Ex-Yamaichi boss held over illegal payments
Japan's racketeering scandal deepened after a former president of Yamaichi Securities was arrested and seven top Daiwa Securities executives resigned, writes Tom Stevenson.
The arrest is the latest move in a scandal that has touched Japan's most powerful investment houses and caused lasting damage to Tokyo's standing as a world financial centre.
Mr Miki resigned as president last month to take responsibility for the scandal, in which Yamaichi is accused of paying 79m (pounds 410,000) to so- called "sokaiya" gangster Ryuichi Koike. Mr Koike is already under arrest for his role in accepting illegal payments from securities houses in exchange for not disrupting their annual meetings or exposing dubious financial practices.
Separately yesterday, Daiwa Securities said its president, chairman and five other top executives would resign at the end of the month. The departures, which mean Daiwa joins a growing list of top companies embroiled in the scandal, followed a raid on the securities house's offices last week.
Payments to sokaiya have been illegal in Japan since 1983, but firms have found it impossible to break their ties with the underworld. In Japan, organised crime has close links with legitimate business, especially the construction and financial sectors, and ridding the system of corruption has become one of the government's greatest challenges.
The payments scandal has surfaced at a crucial time for Japan's financial industry just as it is preparing for a raft of financial reforms - dubbed, inevitably, Big Bang - designed to liberalise the country's formerly closed markets.
During the summer, Nomura and Dai-Ichi Kangyo, a bank, had parts of their operations shut down as punishment for payments to the same sokaiya extortionist. More than a dozen Nomura and DKB executives were indicted and a former chairman of the bank committed suicide rather than face interrogation. Both companies were banned from participating in government bond issues until next year.
Daiwa said yesterday its president and chairman had never met Mr Koike and were not involved in the scandal. They were resigning, however, to take responsibility for the damage done to the firm's credibility.

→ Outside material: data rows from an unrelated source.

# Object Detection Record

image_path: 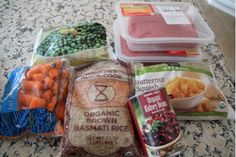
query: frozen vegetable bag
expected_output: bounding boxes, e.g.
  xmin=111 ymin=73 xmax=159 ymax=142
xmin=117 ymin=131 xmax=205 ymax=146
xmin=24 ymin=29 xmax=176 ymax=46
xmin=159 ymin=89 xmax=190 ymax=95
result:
xmin=0 ymin=61 xmax=69 ymax=139
xmin=31 ymin=22 xmax=109 ymax=66
xmin=61 ymin=61 xmax=139 ymax=157
xmin=134 ymin=63 xmax=229 ymax=120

As an indication of the extent to which the resignations were simply a token gesture, Daiwa admitted that it would probably not publish an internal investigation into the payoff affair. The firm also said the executives would remain advisers to Daiwa.
The sokaiya scandal is only part of the problem afflicting Japan in the run-up to its Big Bang. Its banks and securities houses are also accused of encouraging the asset-price inflation of the late 1980s and mishandling its collapse in the early 1990s. That incompetence threatens to turn Tokyo into a financial backwater - already a third of the trading in Nikkei 225 futures is in Singapore and 15 per cent of Japanese shares are traded in London.
As an attempt to reverse Tokyo's decline, Prime Minister Ryutaro Hashimoto announced last November, a blueprint for deregulation of the tightly controlled financial markets. The barriers between banks, securities houses and other institutions will be removed, as will foreign exchange controls.
While some analysts believe Big Bang can solve some of Tokyo's problems, others think it could increase the level of corruption.